In describing events in Caesarea after 260 CE, during the reign of Gallienus, Eusebius records that Marinus, a would-be Roman centurion, was willing to sacrifice promotion to rank and life itself for the sake of his Christian confession-symbolized by his devotion to a book of the Gospels (HE 7.15). The martyrdom of Vincent depicted in the Galla Placidia mausoleum (Ravenna) comes to mind. A little over a century later, Jerome castigates Roman Christians for their devotion to de luxe codices on purple-dyed vellum with gold lettering, bedecked with gems, "while Christ lies at their door naked and dying" (Epist. 22.32; cf., 107.12.1). Chrysostom complains that wealthy Christians procure private copies of the scriptures not to read, mark, learn and inwardly digest their content, but to revere the elegance of their calligraphy, the fineness of their parchment (hom in Jo. 32.3).
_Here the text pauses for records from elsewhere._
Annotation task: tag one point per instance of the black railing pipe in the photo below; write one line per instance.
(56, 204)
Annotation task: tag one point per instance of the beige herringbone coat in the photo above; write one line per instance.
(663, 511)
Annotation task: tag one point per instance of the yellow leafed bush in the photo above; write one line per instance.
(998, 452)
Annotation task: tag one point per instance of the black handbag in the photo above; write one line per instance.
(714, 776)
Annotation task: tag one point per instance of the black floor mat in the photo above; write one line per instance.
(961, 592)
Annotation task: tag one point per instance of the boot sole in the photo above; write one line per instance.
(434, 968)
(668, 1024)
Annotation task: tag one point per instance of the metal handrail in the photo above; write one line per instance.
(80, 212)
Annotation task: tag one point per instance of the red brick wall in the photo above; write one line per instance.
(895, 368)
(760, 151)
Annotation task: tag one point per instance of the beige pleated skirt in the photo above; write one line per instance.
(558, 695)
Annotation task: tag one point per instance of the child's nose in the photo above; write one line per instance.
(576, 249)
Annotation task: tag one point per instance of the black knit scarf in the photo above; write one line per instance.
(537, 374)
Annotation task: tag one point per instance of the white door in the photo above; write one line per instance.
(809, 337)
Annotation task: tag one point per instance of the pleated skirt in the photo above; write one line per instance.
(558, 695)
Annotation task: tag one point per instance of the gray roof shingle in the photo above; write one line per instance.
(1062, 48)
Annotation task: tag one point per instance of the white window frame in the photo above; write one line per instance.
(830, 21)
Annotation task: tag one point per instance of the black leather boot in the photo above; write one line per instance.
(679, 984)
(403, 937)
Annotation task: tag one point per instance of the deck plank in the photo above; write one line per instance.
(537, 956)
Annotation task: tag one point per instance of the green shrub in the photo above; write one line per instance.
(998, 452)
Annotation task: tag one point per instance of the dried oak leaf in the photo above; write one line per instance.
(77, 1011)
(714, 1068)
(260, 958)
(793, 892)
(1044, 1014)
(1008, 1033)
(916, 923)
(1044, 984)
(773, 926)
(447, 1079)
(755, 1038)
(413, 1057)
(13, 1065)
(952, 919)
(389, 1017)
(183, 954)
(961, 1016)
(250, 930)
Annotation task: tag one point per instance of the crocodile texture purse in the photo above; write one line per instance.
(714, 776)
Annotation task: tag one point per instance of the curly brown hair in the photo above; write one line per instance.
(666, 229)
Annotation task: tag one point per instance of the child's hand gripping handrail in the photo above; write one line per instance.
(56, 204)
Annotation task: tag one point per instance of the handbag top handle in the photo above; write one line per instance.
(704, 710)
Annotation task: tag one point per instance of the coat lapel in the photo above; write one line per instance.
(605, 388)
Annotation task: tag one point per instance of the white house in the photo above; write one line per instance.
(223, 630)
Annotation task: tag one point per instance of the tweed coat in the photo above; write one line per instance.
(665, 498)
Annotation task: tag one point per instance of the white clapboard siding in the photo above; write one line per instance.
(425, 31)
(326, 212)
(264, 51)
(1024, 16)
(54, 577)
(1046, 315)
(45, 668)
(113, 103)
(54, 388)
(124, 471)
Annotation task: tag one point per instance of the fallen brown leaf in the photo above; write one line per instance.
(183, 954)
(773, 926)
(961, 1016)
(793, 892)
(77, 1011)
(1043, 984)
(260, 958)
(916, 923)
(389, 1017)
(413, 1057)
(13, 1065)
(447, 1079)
What sort of books these? Not pandects, this communication argues. More likely, they were Gospel books fitted with elegant covers, not illuminated, but equipped with Eusebius' sections and canons, which would become the locus of figurative and auriferous embellishment. While these volumes are status markers for wealthy Christians, transitional forebears of the illustrated Gospel books and Old Testament fascicles that appear in the 5th and 6th Centuries, e.g., Cotton Genesis, Vienna Genesis, the Rossano Gospels, the Sinope Gospels, the British Library Canon Tables, &c.), they also reflect a moment in Christian book production when Eusebius' practical apparatus is on its way to becoming a synecdoche for the Christian enterprise.